Alors qu’une collection d’objets se trouve entre les deux, l’adulte demande à l’enfant : « Donne-moi quatre objets. » L’enfant compte « un, deux, trois, quatre » pour les déplacer vers l’adulte qui les laisse devant lui. Mais l’adulte se ravise et dit à l’enfant : « Tout compte fait, ce n’est pas quatre, mais cinq objets que je te demande de me donner. » Si l’enfant (re)compte « un, deux, trois, quatre (en parcourant les objets déjà donnés) et cinq (choisi dans le reste de la collection) », c’est qu’il n’a pas compris le nombre cinq.
« Ce n’est pas seulement le savoir, mais aussi la façon d’apprendre et la manière de faire des mathématiques qui sont émancipatrices. »
Chaque année en CP (première année primaire), dit Rémi Brissiaud lors d’une conférence sur la construction du nombre [1]https://cutt.ly/ALzdtPN, j’avais trois, quatre élèves dans cette situation. Des élèves habitués ou formatés au comptage-numérotage qui consiste à mettre en correspondance terme à objet, la litanie des nombres et une collection d’objets…
L’appel, un rituel pour construire le nombre que pratique Élisabeth Bergeret[2]https://cutt.ly/sLzddzo suit les principes proposés par Brissiaud pour faire, non du comptage-numérotage, mais du comptage-dénombrement par itération de l’unité. Mathilde, en deuxième maternelle, parcourt une à une les étiquètes (associées aux élèves présents) d’une rangée au tableau : « un, un et un pour faire deux, deux et un pour faire trois, trois et un pour faire quatre, quatre et un pour faire cinq. » Et, tandis qu’elle dénombre, elle relève un nouveau doigt de la main à chaque étape. Puis, elle accroche le chiffre 5 et une bandelette de cinq carrés à côté de la rangée d’ étiquètes.

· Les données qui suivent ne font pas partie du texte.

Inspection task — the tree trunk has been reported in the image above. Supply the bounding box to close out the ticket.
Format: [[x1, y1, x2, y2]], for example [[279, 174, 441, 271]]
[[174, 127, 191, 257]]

Tout cela est tellement naturel, évident, et tous les enseignants pratiquent comme Madame Élisabeth, me direz-vous. Eh bien non ! Faites le tour des classes, interrogez des enseignants, faites le test avec des élèves et vous verrez ! Certains élèves procèdent encore par comptage-numérotage, après la première primaire et pour des collections plus importantes. Pour Brissiaud : « Il vaudrait mieux ne rien apprendre que de mal apprendre de cette façon. »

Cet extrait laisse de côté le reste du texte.